No environmental policy instrument, whether market-based or regulatory (of the command-and-control approach) is guaranteed to work in every case. Whereas environmental taxes and tradable emissions have had some success in reducing CO2 emissions, it is regulatory Command-and-Control non-point source performance standards that are the instruments of choice in the case of water pollution, despite the arguments against them. This could be a result of the goal-oriented approach that it has been taken due to the imposing threat of climate change. However, this does not mean that the market-based instruments will never be applied. On the contrary, both are very likely to contribute to the reduction of water pollution. In my opinion, the best option will be a policy mix, a combination of market-based and command-and-control measures.


Bibliography
  • Coase, R (1960) "The Problem of Social Cost" Journal of Law and Economics 3:1–44.
  • Commission of the European Community – CEC (2002) “A possible EU wide charge on cadmium in phosphate fertilizers: economic and environmental implications” Report Number E-00/02, Brussels.
  • Commission of the European Community – CEC (2008) “20 20 by 2020: Europe’s climate change opportunity.” Communication from the Commission to the European Parliament, the Council, the European Economic and Social Committee, and the Committee of the Regions.
  • Don Fullerton (2001) "A Framework to Compare Environmental Policies"Southern Economic Journal 68.2: 224-248.
  • Dowd BM, Press D and Los Huertos M (2008) “Agricultural nonpoint source water pollution policy: The case of California's Central Coast” Agriculture, Ecosystems & Environment 128(3): 151-161.
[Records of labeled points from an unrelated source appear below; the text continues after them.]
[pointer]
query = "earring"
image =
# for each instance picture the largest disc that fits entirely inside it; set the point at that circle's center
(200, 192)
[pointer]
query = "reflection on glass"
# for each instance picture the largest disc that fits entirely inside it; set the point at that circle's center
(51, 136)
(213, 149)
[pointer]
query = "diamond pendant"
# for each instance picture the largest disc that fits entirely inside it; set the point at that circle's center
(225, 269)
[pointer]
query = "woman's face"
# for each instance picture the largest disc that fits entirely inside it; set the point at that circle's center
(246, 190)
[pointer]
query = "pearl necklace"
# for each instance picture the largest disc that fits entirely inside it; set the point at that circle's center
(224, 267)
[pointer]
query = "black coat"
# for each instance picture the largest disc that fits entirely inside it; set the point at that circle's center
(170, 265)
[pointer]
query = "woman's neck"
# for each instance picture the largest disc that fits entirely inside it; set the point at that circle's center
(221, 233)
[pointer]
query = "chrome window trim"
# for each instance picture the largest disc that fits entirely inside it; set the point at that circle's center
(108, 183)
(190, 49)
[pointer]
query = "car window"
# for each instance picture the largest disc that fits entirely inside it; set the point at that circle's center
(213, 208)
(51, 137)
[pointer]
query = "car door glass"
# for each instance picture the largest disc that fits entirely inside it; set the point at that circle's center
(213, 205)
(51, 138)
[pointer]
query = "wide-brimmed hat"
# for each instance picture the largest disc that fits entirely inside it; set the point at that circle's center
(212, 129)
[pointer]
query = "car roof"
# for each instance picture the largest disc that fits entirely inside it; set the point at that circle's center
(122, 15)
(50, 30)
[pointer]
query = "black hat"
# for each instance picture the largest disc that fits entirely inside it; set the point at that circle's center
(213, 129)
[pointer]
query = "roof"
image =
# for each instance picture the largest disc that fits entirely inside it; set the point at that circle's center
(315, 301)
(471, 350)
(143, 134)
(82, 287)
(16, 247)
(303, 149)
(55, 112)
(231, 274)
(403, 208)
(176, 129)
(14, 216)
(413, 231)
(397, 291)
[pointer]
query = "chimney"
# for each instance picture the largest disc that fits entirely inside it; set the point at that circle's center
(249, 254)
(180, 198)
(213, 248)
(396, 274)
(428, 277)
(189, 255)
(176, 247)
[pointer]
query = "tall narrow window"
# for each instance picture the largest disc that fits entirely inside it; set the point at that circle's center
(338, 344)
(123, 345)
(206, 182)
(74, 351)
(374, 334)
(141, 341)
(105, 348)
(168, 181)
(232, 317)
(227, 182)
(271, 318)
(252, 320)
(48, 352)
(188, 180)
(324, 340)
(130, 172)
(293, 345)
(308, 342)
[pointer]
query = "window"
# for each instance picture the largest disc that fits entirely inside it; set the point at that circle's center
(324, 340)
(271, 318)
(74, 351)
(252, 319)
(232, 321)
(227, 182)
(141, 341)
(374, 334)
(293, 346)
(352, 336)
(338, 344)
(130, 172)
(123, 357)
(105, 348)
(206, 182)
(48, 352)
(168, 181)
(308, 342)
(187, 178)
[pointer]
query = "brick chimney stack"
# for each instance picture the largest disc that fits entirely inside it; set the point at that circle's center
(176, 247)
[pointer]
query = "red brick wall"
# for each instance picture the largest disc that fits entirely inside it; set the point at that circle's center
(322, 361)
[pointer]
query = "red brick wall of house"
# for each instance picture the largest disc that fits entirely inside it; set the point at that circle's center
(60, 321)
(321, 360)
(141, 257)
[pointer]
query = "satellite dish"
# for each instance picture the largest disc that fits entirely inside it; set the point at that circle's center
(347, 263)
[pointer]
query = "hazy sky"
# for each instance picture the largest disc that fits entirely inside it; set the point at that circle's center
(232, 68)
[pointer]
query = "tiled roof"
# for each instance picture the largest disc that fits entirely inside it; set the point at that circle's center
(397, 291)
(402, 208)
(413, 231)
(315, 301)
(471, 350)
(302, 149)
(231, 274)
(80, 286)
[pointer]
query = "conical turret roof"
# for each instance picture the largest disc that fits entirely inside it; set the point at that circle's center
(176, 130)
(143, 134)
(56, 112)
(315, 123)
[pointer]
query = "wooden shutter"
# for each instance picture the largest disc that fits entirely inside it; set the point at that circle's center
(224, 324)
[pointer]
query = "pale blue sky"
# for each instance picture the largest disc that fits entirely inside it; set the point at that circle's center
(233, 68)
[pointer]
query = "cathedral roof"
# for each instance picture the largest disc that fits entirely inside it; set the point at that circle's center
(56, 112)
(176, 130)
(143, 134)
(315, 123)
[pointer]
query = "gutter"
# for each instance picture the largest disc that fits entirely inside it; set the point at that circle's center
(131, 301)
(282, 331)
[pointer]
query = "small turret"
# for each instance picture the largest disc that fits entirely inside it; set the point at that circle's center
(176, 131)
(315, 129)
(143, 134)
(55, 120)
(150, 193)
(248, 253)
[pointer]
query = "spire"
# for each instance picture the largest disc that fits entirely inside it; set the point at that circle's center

  • European Union website: http://ec.europa.eu/environment/water/water-nitrates/index_en.html
  • Goulder LH and Parry WH (2008) “Instrument Choice in Environmental Policy” Review Of Environmental Economics and Policy 2(2):152-174.
  • Kraemer RA, Kampa, E and Interwies E (2004) “The role of Tradable Permits in Water Pollution Control” Working paper for the Inter-American Development Bank.
  • OECD (2001) “Environmental outlook study” OECD, Paris.
  • Pigou, AC ([1920]1932) “The Economics of Welfare” 4th edition, London: Macmillan.
  • Soderholm P and Christiernsson A (2008) “Policy effectiveness and acceptance in the taxation of environmentally damaging chemical compounds” Environmental Science and Policy 11:240-252.
  • Stavins, R.N., 2004. Environmental Economics. Resources for the Future Discussion Paper 04-54, RFF: Washington.
  • van Grinsven HJM, Rabl A and de Kok TM (2010) “Estimation of incidence and social cost of colon cancer due to nitrate in drinking water in the EU: a tentative cost-benefit assessment” Environmental Health 9:58.
  • Bard, JP (2002) “Voluntary Environmental Agreements: Process Practice and Future Use” Edited by Patrick Ten Brink, Greenleaf Publications, UK.